That really sounds like it.

about 38% of the CPU goes into some async execution with an anonymous (not assigned to any module) lambda - see Figure 2
I have some troubles identifying where this comes from. Initially I thought that it may be some callbacks to pass the results back into Python-land once the “C++ solving” is complete, but I find way more plausible to be the
            auto fut = std::async(&System::identifyDependentParametersSparseQR,this,J,jacobianconstraintmap, pdiagnoselist, /*silent=*/true);

            makeSparseQRDecomposition( J, jacobianconstraintmap, SqrJT, rank, R, /*transposed=*/true, /*silent=*/false);

            int paramsNum = SqrJT.rows();
            int constrNum = SqrJT.cols();

            fut.wait(); // wait for the execution of identifyDependentParametersSparseQR to finish
towards the end of the int System::diagnose(Algorithm alg) method in the GSC.cpp file (because, yeah, eigen again)
I will appreciate though an explicit confirmation coming from the ones in-the-know that the first hypothesis (passing back some data into the Python-land by using async callbacks) is rubbish and I can forget about it.

Yup. That lambda adds concurrency for the identification of parameters (showing which curves and parts of curves are constrained and which are not) via a QR decomposition. The nice part of it is that it runs totally in parallel with another QR decomposition of the same size for identifying rank and redundant/conflicting constraints (if you have a CPU monitor you will see another core at 100% during QR computation).

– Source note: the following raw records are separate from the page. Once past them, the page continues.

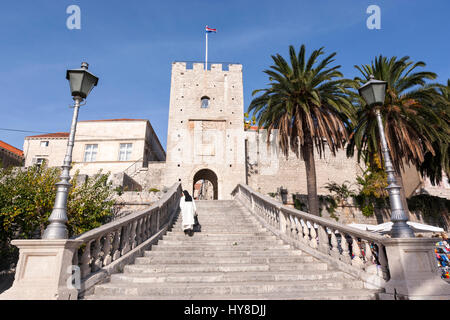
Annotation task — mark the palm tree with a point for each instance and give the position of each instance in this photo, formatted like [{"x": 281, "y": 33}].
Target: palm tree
[
  {"x": 307, "y": 103},
  {"x": 433, "y": 166},
  {"x": 411, "y": 123}
]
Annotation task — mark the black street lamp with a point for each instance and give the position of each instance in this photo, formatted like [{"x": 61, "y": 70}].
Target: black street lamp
[
  {"x": 373, "y": 92},
  {"x": 81, "y": 84}
]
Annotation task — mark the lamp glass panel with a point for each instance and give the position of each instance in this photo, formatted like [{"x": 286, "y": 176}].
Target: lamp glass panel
[
  {"x": 368, "y": 95},
  {"x": 379, "y": 91},
  {"x": 75, "y": 79},
  {"x": 88, "y": 84}
]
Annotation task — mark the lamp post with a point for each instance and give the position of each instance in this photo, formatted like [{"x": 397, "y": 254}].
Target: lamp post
[
  {"x": 81, "y": 84},
  {"x": 373, "y": 92}
]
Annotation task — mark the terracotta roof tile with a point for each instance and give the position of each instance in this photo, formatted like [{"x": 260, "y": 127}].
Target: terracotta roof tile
[
  {"x": 10, "y": 148},
  {"x": 106, "y": 120},
  {"x": 51, "y": 135}
]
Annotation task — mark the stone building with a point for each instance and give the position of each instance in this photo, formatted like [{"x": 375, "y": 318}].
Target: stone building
[
  {"x": 115, "y": 145},
  {"x": 10, "y": 156},
  {"x": 205, "y": 138},
  {"x": 207, "y": 141}
]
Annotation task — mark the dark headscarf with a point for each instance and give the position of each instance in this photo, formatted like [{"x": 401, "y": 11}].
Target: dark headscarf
[{"x": 187, "y": 196}]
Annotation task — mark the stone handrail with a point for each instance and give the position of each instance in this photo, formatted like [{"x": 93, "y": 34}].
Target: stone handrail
[
  {"x": 107, "y": 249},
  {"x": 354, "y": 251}
]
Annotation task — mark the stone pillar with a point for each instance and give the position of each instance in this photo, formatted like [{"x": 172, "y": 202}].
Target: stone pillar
[
  {"x": 413, "y": 270},
  {"x": 43, "y": 270}
]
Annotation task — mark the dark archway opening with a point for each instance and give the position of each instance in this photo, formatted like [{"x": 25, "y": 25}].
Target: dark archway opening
[{"x": 205, "y": 185}]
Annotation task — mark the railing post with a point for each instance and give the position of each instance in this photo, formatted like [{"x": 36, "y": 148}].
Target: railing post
[
  {"x": 323, "y": 240},
  {"x": 42, "y": 272}
]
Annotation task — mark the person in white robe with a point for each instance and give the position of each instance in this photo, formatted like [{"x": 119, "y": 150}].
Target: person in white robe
[{"x": 188, "y": 212}]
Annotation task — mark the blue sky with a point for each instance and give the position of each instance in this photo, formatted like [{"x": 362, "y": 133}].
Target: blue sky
[{"x": 130, "y": 46}]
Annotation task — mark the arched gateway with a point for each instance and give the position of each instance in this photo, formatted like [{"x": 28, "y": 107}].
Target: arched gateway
[{"x": 208, "y": 180}]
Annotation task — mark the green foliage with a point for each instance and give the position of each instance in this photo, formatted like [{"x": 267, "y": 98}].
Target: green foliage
[
  {"x": 342, "y": 192},
  {"x": 89, "y": 204},
  {"x": 307, "y": 101},
  {"x": 429, "y": 205},
  {"x": 27, "y": 198},
  {"x": 415, "y": 117},
  {"x": 330, "y": 205}
]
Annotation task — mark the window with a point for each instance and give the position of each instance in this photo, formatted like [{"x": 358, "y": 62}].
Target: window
[
  {"x": 205, "y": 102},
  {"x": 39, "y": 161},
  {"x": 125, "y": 151},
  {"x": 90, "y": 153}
]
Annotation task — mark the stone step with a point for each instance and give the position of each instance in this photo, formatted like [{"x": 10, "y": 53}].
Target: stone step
[
  {"x": 209, "y": 277},
  {"x": 224, "y": 260},
  {"x": 347, "y": 294},
  {"x": 266, "y": 253},
  {"x": 217, "y": 242},
  {"x": 206, "y": 236},
  {"x": 217, "y": 267},
  {"x": 221, "y": 288},
  {"x": 238, "y": 247},
  {"x": 183, "y": 268}
]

I am very well aware that QR decomposition is costly. When we switched from Eigen’s dense QR decomposition to the sparse version, we interacted with Gaël from Eigen to solve some bugs in Eigen. He said that QR is specially costly and that, if we could get away with other type of decomposition, such as LU, which is also rank revealing, we would get quite some improvement. The thing is that nobody has managed to obtain information about which constraints are conflicting/redundant, or which parameters are constrained and which ones are not, from an LU decomposition.

All in all, your observations sound right to me: Python cost is negligible. The lion’s share of the cost is QR decomposition using Eigen (the share will probably get higher and higher as the sketch is bigger in terms of elements and constraints).

Thanks for looking into it. It is reassuring to see that nothing seems off. If you still want to look deeper into other bits, please post your findings.

acolomitchi · December 20, 2022, 11:30pm

I saw it, on Windows. Does it happen on Linux/Mac too? (I don’t have Linux/Mac machines at the moment to give it a try)
Not so long ago, it didn’t; I saw heaps of thread-pool projects to address the short-fall, but I also saw signs that their use is not justifiable by absence of thread-pooling in std::async any more.
E.g. V1 of this thread pool library (May 2021) bears in its “Motivation” :

… currently only the MSVC implementation[6] of > std::async > uses a thread pool, while GCC and Clang do not.

but that is entirely gone for v3

Oh, I’d have to dig deep for this one, has been… what?.. 30 years since my courses in linear algebra. I’m afraid I won’t have time for this chunk of research in the near future.

O(N^3) in the number of constraints, if my guts feel it right.

I don’t think looking deeper into the current state will bring in notable improvements (>15% reduction in CPU).
Anyway, I’ll post another comment with the things that can be done on the current state of source code

Adrian

PS Oh, God, what have I gotten into? I swear all this started with buying my first 3D printer a wee less than 3mo ago

acolomitchi · December 21, 2022, 12:16am

Low hanging fruits (hanging so low they’re more like fallen fruits):

the Constraint::redirectParams(MAP_pD_pD redirectionmap) takes the input argument by value, the operation costs 4.2% of the total CPU consumption. Passing the argument by const MAP_pD_pD& will likely eliminate the cost
various Constraint classes use deeply inefficient expression (and unnecessarily sacrifice performance for source code readability?)
E.g. use of pow(x, 2) instead of an ‘inline double square(double x) { return x*x; }’ (in ConstraintAngleViaPoint, ConstraintPointOnEllipse, ConstraintPointOnHyperbola), computing the length of a segment only to use it by its squared value (why did one do a sqrt before squaring it back? - e.g. ConstraintAngleViaPoint::grad(double *param)).
Optimizing them might gain back at lest half of the 3% CPU they currently cost.

One major thing that may contribute to performance: bringing in OpenMP into the picture (at least with the Windows port, my GPU gathers spiderwebs while I’m running FreeCAD).
eigen can theoretically make use of it if present (IDK if it actually uses it in the algos FC is using).
OpenCascade should be able to use it more effectively (boolean operation between parts, maybe?)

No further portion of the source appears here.